Exterior and interior plumbing should be inspected regularly to spot small leaks before they become expensive water damage issues. Look at all visible pipes and watch for drips or puddles of water. You may want to consider a leak detection system if checking for leaks is impractical for your business. Note any slow draining sinks or easily clogged toilets as these can indicate hidden issues with pipes you can’t see. Consider implementing a quarterly drain cleaning to keep drain issues to a minimum.
Run irrigation system tests to check water spray areas and adjust as needed. When sprinklers repeatedly hit an outside wall, they usually cause damage, leading to water intrusion and potentially creating mold or mildew situations and rotted framing. Broken sprinkler heads can cause expensive water bills, flooding, washouts, and damage to vegetation. Frequently scanning the property when irrigation is running lessens the chance of expensive plant or dirt replacement from sprinkler malfunctions.
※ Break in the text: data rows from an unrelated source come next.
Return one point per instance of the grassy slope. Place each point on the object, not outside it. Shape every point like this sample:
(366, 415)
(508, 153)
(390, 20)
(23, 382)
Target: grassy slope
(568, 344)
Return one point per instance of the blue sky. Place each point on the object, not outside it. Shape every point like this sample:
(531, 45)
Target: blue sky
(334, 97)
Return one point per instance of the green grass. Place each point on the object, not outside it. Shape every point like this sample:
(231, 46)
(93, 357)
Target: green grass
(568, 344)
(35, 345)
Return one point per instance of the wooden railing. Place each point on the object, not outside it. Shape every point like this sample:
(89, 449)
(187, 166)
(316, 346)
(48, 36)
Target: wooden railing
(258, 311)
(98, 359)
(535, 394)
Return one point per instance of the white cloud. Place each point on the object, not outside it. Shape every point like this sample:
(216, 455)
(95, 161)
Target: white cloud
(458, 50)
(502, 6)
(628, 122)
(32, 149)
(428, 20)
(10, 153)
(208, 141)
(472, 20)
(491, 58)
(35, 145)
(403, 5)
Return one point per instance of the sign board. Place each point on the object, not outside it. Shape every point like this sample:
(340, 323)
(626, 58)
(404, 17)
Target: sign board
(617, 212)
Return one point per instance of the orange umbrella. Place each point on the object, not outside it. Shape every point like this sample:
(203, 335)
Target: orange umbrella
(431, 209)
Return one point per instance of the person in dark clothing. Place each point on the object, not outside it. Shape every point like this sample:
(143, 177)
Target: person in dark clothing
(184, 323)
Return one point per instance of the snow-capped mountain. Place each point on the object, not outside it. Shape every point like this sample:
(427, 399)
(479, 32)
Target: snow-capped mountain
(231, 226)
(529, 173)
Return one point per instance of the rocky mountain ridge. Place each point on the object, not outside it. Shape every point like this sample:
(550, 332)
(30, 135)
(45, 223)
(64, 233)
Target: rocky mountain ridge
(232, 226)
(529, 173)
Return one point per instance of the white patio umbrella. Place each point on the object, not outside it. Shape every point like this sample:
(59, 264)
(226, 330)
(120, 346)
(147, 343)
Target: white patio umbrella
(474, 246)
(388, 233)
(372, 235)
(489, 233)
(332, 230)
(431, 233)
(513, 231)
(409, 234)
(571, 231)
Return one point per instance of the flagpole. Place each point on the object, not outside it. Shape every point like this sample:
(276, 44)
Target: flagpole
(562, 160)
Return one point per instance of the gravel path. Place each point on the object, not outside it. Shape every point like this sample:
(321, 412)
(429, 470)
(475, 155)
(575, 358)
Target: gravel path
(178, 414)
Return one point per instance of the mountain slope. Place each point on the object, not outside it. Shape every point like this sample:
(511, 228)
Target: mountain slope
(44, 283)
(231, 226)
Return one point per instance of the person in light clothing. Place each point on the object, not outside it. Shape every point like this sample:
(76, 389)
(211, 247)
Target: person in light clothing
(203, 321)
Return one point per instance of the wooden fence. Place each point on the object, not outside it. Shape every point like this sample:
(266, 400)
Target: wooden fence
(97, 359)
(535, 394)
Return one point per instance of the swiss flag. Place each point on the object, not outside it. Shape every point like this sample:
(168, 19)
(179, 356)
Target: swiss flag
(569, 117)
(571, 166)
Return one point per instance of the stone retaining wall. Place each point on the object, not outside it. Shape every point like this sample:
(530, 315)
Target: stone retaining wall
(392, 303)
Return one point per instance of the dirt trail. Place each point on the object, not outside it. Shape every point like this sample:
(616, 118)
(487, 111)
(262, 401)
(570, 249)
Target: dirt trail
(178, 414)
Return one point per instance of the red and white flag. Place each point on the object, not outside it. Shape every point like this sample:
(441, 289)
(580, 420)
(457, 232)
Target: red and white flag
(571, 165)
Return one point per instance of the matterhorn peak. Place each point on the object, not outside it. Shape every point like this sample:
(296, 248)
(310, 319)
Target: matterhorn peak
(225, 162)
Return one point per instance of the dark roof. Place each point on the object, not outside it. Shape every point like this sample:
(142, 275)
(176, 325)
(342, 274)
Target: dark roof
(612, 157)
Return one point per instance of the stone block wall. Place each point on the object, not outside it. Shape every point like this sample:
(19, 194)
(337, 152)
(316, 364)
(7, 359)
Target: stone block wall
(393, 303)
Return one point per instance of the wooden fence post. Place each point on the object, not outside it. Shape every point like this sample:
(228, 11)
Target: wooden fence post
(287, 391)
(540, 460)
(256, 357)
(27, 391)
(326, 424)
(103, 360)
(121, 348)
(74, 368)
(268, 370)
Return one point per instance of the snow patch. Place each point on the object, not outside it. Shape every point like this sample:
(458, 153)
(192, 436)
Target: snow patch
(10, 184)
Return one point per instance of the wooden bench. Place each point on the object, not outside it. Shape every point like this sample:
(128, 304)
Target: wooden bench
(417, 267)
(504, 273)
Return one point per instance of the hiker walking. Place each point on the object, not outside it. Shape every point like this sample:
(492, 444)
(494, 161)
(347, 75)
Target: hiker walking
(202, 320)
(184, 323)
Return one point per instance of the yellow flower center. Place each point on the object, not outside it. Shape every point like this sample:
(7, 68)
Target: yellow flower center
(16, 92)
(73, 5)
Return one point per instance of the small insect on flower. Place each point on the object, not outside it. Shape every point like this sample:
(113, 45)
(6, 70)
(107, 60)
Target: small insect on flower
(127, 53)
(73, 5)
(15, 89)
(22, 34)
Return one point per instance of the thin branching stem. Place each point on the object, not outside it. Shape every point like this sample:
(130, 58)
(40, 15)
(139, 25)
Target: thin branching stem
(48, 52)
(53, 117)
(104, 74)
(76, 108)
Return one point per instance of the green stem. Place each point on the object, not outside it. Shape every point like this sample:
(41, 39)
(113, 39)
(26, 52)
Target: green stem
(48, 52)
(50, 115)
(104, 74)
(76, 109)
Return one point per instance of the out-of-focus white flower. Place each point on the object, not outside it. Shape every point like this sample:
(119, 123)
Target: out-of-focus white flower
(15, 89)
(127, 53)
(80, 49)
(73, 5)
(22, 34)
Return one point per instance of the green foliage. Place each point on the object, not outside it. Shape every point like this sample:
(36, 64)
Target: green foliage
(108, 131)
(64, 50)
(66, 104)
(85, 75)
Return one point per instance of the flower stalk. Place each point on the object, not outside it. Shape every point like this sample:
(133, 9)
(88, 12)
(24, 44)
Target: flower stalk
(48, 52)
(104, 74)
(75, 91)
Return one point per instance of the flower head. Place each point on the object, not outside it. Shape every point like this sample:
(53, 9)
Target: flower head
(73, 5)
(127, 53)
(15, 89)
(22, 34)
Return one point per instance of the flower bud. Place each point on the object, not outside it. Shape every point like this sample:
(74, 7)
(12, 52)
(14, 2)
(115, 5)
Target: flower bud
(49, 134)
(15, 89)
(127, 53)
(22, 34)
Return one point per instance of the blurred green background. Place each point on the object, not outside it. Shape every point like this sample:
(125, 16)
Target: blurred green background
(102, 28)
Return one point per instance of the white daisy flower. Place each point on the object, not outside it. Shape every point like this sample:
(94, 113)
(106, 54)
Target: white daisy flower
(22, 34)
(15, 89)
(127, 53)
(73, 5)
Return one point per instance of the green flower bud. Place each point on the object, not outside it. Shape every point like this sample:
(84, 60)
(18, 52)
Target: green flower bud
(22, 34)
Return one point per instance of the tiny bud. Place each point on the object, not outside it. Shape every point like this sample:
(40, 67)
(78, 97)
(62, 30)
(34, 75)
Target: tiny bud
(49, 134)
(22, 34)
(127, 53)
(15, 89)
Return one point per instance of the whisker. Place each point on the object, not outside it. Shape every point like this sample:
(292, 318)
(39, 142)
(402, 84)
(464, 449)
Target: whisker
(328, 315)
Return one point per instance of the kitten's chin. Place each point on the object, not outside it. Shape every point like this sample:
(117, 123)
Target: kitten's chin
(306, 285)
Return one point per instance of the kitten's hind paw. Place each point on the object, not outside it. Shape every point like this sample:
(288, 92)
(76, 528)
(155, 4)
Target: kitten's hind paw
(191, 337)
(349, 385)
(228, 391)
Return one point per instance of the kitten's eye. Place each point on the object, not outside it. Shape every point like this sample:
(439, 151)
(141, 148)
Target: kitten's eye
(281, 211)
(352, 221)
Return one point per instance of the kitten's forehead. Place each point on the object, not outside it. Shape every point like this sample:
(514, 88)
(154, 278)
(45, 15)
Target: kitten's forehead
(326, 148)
The HVAC system is one of the costliest systems to replace and vital to building inhabitants’ comfort and health. One of the most important things you can do to keep your HVAC system in good working order is to replace air filters monthly and check that system drains are working correctly. Scheduling quarterly preventive maintenance helps keep the system in better condition for longer and is a worthwhile investment.
Both the exterior and interior of any building benefit from routine pest control. Check with local pest control services to determine the best schedule for your facility type.
Preventive building maintenance may seem daunting, but it’s easily simplified by creating a thorough checklist and setting a routine for walking the property. We’ve provided a basic checklist template that can be customized to the specifics of your facility and grounds. When creating your checklist, verify if manufacturer warranties require inspections to be performed and at what intervals.